Arrivarono al torrente quando la luna già riluceva nel cielo. Tito rimase sconvolto nel vedere il piccolo nastro d’acqua cristallina che aveva fagocitato tutto.
Adesso la sua grandezza era quadruplicata.
L’acqua era diventata nera e sembrava ribollire creando creste schiumose e scure, il topolino cercò con lo sguardo l’entrata della tana ma si rese ben presto conto che anche quella era stata inghiottita.
All’ improvviso Diana si lanciò a mille verso il muro d’acqua e quasi vi si immerse. Tito non sapeva cosa stava succedendo fino a quando non vide che la gazza manteneva nel becco un topolino piccolo piccolo. Diana l’osservò.
«Tutto bene?» chiese Tito al cucciolo che si lasciò prendere tra le zampe e poggiare sulla schiena di Diana.
«Sì, grazie! Ma … ma dov’è la mia mamma?» guardò giù e vide un ammasso di puntini grigi, marroni e bianchi tutti ammassati in un angolino «OH! È lì!».
«Diana, hai sentito?» la gazza annuì e scese giù piano.
Tito poggiò il topolino sul terreno, poco più giù del torrente nero.
«Vai!» esclamò incitando il piccolo a correre dalla madre. In quel momento, mentre seguiva con lo sguardo il cucciolo.

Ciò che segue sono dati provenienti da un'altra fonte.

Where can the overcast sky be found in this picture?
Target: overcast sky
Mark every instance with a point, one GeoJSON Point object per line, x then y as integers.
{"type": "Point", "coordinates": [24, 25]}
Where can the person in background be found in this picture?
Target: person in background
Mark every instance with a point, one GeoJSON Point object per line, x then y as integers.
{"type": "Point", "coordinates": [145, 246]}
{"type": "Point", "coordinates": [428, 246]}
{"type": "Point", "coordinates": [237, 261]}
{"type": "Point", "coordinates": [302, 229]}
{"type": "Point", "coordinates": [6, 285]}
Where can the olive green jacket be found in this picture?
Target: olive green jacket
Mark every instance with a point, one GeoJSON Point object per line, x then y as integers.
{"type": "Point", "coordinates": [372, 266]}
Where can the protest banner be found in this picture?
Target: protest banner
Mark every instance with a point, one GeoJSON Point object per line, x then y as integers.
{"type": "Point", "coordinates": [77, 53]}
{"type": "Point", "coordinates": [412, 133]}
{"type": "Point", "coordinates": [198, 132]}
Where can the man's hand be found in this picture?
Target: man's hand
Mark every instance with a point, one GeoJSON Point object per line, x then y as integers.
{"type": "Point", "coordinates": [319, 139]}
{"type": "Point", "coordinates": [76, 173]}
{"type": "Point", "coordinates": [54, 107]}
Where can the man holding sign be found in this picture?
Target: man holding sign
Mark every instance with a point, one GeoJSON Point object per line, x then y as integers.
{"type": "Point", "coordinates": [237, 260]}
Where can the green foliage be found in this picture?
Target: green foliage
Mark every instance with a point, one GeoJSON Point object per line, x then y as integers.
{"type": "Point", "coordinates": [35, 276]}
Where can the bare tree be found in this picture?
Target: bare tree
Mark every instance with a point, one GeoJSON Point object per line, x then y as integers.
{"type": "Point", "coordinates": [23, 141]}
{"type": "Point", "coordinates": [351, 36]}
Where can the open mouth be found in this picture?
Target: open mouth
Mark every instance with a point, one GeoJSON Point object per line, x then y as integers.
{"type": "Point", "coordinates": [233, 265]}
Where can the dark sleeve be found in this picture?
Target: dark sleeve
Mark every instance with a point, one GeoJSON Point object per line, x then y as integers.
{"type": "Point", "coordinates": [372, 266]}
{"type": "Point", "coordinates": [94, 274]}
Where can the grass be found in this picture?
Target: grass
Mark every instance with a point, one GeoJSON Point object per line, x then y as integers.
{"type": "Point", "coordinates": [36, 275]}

Gli occhi di Tito furono attratti come calamite, si alzarono e inquadrarono, tra più di cento topi, quelli bruni e brillanti di sua madre.

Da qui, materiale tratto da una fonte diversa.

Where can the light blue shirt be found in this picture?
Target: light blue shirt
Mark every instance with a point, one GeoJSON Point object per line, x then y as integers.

«Mamma…» sussurrò. Lei si fece largo tra una marea di corpicini pelosi. Emerse piangendo come non mai, tra i singhiozzi abbracciò il cucciolo che credeva avesse perso.
«Tito! Credevo fossi morto!» lo stringeva così forte da non riuscire a respirare. Quell’amore, trasformato in calore e lacrime, commossero anche il topino. Era lì! La sua mamma, la sua dolce, dolcissima mamma. Nella mente di Tito passarono veloci i ricordi di una vita: lei che lo coccolava, lo stringeva, gli sistemava il ciuffetto e lo sbaciucchiava affettuosamente.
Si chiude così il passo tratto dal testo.